Why mixed methods research?

Quantitative data can demonstrate some of what people think about their condition, their treatment and so on. But a full understanding of the nuances and subtleties of lived experience needs more than form-filling and box-ticking. 

That’s why Haemnet studies generally aim to collect data through mixed methods research. 

This multi-faceted approach combines surveys (which may include validated research tools) with in-depth qualitative interviews – giving us a 360-degree view of living with a bleeding disorder. 

We see this as essential in improving the lives, experience and health outcomes of all those affected.

Quality of life assessment tools are now routinely used in assessment of new treatments for bleeding disorders, which is a welcome development. Many study participants also present high quality of life scores and appear to lead a good life.

But many still feel that things could be better. 

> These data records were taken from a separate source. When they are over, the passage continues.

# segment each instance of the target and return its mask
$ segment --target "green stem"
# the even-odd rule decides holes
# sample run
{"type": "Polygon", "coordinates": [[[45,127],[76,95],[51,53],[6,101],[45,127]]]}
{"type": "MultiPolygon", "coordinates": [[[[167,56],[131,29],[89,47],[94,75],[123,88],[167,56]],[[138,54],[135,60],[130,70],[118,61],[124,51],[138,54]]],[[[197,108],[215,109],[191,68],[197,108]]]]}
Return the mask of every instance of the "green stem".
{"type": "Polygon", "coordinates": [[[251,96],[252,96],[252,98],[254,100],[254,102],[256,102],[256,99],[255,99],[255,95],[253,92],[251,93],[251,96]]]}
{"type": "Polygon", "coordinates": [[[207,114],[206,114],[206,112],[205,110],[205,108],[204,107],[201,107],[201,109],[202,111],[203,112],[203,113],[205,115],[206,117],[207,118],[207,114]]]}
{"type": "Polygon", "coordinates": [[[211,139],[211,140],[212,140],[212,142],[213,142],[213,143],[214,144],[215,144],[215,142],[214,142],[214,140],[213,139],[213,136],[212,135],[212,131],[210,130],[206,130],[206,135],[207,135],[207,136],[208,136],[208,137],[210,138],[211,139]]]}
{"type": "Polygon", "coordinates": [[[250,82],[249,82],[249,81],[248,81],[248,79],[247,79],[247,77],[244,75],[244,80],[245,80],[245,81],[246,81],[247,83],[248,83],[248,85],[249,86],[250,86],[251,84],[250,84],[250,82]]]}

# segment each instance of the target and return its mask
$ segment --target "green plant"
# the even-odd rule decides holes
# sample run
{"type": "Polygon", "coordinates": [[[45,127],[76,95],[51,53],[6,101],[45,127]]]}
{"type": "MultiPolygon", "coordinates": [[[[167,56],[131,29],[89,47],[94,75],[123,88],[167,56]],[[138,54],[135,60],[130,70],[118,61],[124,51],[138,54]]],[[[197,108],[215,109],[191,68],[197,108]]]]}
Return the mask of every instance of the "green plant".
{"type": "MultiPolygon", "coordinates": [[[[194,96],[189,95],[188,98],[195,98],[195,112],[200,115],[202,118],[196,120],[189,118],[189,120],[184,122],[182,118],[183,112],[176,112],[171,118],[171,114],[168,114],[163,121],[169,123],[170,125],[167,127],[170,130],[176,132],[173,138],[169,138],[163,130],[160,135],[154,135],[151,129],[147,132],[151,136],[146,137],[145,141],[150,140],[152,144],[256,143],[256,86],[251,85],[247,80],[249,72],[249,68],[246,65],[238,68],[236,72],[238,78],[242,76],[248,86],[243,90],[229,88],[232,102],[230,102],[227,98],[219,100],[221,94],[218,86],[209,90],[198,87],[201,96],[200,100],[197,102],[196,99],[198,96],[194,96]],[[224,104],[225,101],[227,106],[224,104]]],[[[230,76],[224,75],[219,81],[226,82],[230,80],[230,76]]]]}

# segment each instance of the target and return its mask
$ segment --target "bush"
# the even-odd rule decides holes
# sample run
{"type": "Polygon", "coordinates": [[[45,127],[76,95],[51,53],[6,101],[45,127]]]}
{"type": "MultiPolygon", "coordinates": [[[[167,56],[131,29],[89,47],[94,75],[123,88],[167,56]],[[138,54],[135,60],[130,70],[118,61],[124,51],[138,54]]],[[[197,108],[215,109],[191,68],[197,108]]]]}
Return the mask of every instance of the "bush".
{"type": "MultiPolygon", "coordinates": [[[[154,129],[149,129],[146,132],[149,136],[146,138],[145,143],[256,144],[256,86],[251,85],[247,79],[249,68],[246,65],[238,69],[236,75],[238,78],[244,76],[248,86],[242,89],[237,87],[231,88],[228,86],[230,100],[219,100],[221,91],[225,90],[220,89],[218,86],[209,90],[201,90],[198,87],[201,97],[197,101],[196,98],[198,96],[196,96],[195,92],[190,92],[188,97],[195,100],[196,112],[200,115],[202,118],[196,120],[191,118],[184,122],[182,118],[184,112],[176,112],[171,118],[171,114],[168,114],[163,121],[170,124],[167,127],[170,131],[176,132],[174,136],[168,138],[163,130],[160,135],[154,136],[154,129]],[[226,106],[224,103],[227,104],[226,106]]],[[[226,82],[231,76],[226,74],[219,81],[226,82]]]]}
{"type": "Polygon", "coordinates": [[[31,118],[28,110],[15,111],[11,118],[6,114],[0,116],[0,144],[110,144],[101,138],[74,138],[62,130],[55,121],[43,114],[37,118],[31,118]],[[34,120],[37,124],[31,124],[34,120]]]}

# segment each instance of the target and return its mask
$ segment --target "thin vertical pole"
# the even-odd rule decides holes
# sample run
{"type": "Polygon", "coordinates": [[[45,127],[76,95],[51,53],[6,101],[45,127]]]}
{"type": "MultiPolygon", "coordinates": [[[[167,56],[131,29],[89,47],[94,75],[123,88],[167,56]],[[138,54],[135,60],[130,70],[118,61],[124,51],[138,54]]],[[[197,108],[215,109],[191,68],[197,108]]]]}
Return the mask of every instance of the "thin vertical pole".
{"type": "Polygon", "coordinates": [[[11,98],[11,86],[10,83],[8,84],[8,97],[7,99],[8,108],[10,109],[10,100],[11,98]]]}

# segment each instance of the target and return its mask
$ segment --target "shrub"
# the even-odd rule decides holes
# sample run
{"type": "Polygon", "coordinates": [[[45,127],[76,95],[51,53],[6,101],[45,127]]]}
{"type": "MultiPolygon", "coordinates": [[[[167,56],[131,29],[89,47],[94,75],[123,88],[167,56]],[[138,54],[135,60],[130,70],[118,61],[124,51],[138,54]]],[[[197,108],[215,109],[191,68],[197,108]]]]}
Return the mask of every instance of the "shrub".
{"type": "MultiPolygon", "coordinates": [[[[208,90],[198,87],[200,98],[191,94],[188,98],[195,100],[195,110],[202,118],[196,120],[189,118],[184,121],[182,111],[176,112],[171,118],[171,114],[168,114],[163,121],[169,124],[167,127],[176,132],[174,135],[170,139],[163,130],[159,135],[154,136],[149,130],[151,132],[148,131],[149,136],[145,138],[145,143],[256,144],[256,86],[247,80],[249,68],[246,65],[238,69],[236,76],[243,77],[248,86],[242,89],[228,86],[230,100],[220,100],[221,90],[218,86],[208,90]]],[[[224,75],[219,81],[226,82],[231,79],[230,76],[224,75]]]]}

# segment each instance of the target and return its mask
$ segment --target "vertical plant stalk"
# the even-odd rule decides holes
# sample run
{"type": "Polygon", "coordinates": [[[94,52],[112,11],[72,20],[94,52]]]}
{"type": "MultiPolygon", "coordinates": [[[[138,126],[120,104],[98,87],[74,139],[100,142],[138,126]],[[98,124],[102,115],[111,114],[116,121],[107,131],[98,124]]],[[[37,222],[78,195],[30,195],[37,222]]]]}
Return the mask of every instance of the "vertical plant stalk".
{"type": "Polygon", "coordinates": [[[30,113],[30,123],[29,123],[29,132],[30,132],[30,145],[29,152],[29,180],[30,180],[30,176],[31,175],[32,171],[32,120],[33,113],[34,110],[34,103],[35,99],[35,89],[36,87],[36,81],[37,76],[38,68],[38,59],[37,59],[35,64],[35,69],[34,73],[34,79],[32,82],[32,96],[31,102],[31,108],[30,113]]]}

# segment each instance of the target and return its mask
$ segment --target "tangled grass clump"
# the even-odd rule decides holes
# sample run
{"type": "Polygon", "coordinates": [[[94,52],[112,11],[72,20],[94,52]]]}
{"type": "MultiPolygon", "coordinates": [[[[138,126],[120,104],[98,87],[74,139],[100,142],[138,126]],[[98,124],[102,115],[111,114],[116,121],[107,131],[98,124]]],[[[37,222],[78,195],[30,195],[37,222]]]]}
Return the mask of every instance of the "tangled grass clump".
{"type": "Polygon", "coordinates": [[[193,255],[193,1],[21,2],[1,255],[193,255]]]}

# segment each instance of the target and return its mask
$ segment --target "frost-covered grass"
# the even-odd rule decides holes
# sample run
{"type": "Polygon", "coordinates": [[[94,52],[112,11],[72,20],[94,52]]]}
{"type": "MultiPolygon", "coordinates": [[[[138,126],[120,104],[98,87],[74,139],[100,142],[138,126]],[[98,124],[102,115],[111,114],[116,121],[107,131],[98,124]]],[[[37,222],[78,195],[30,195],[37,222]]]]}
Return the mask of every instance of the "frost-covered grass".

To tackle this apparent paradox requires a mixed methods approach. That way, we are better equipped to identify real unmet need and really start to push on in making vital improvements in health-related outcomes. 

Our mixed methods approach to research has been successfully used in studies including:

• Cinderella, which explored the lived experience of women with inherited and acquired bleeding disorders
• Exigency, which investigated the impact of gene therapy on the lives of people across the haemophilia community
• Perceptions of Pain in Haemophilia, which researched the experience of pain among people with haemophilia across the UK.